Hi m8, your videos helped me a ton, even if I'm not new to mikrotik, and I wanted to ask you, do you maybe have a how to configure 2 gateways on the same interface. Long story short i have 2 public ip ranges that are on different sub nets and they are both on cisco port 2, and that's connected to mikrotik wan port who is in bridge mode. So i managed to get the route list to get the info of the second IP range and added it as second default ip with a different routing mark, but then I'm not sure should I use route rules, or firewall mangle or something third, I even got bridge-local to say it works for the new ip adress, but my FW rules don't get any packages when I try to go from a different ip ( inernet ) than my local. sry if I only confused you but the main idea is to have 2 public ip ranges that work on the same local network for web service hosting purpose, and my initial pack of static public ip.s were not enough.

@jacobjasser7626 3 жыл бұрын

Hi The Network Berg! Really appreciate your video. Is forward chain primarily used for if you have a server behind your router? I know you mentioned its for forwarding packets between the router, but is this forwarding also for traffic internally? E.g. from PC1 to PC2 on the same router/bridge

@TheNetworkBerg 3 жыл бұрын

If traffic is leaving from the server to something outside the router then it will use the Forward chain.

@jacobjasser7626 3 жыл бұрын

@@TheNetworkBerg does this also apply to traffic handled internally? E.g. internal host to internal host

@TheNetworkBerg 3 жыл бұрын

@@jacobjasser7626 If the two hosts are on the same range then their traffic will be passed on a broadcast level and will not hit the router. So if two PCs in 192.168.10.0/24 want to communicate they will do it directly through the switch.

@jacobjasser7626 3 жыл бұрын

@@TheNetworkBerg if internal host on 192.168.10.0/24 wants to speak to a server out in the internet, would this be considered forward chain? Would most forward chain rules apply to traffic originating from behind the router since it's NAT'd? Thank you for your help!

@seychellesaccount546 7 ай бұрын

what is the emulatopr u using here in your video? for virtual routers?

@djvanvuuren8292 2 жыл бұрын

Hi Mr, Please assist.. Apparently I have double NAT on my main router and clients router, How do I get rid of double NAT. I know I have to Masquerade , but is there a way to NOT Masquerade and bypass it to have a Open Firewall for VOiP to Register easier

@oschpelemuggn2385 3 жыл бұрын

Great video, thank you very much.
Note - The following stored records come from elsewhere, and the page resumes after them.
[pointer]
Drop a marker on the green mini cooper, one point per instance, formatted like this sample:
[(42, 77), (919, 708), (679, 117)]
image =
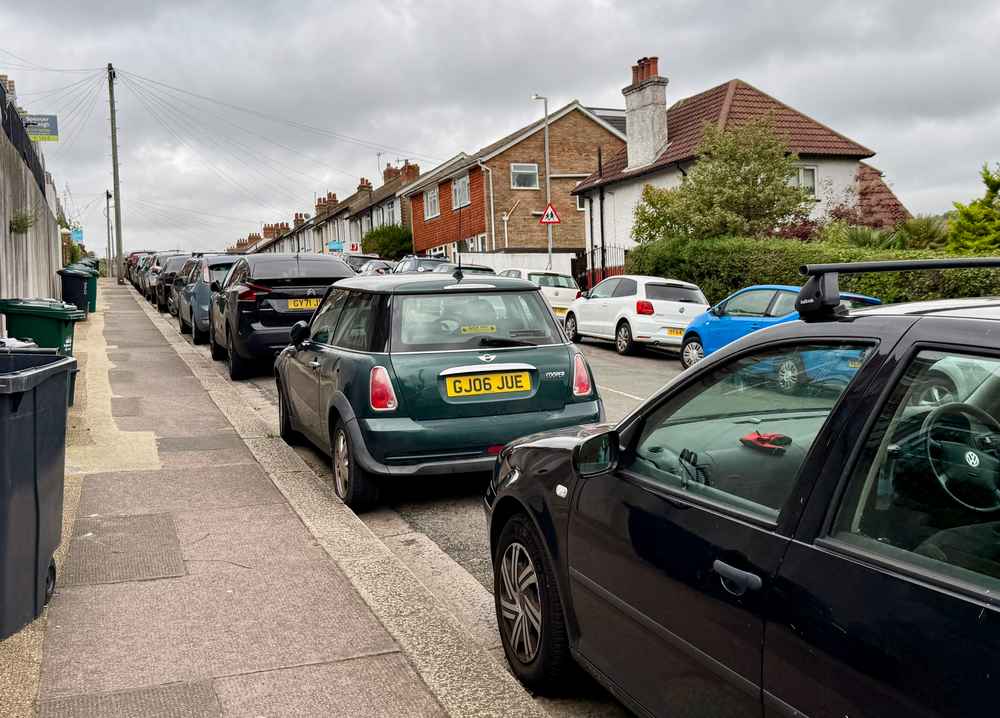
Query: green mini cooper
[(408, 375)]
Getting started with firewall rules is hard when you dont have a good teacher. 😎 I've a question about the blocked pings. In the first case we got a timeout, in the other a net unreachable. Why the difference? Then I've a remark: On my device even in fullscreen mode the text remains unreadable. If you'd reduce your screen resolution while recording the content would be better accessible on smartphones etc.

@TheNetworkBerg 3 жыл бұрын

Great suggestion! If you are watching from a smart phone I can see how the text on Winbox may be a bit small. The difference between the responses are the actions that was set. The following two actions have the two reactions: Drop: silently discards packet, person pinging will just see timeout. Reject: send a reject message, person pinging will see net unreachable error.

@saifullucky 3 жыл бұрын

Awesome

@TheNetworkBerg 3 жыл бұрын

Thanks for the comment, appreciate it :D!

@forex-chart-analysis-daily 3 жыл бұрын

if packet come in the router lan what will rule aply input ? if packet come in router cloudside what will rule output

@TheNetworkBerg 3 жыл бұрын

Hello, if the packet is the router's address then it will be input, so if it was coming from LAN and the router's ip is example 192.168.0.1 and the destination in the IP packet is 192.168.0.1 the router will treat the chain as "INPUT"

@Litdex 3 жыл бұрын

I my opinion first should go data flow diagram and only then firewall explanation. It is hard to get truly understanding of how exactly rules works without it. But keep doing, anyway it is a great content! And You really should mention how useful too use "Save mode" button when You management firewall rules. Just to not get a silly ;)

@TheNetworkBerg 3 жыл бұрын

Hahaha that is true the Safe Mode has helped out many people when they make a little or even big mistake :D!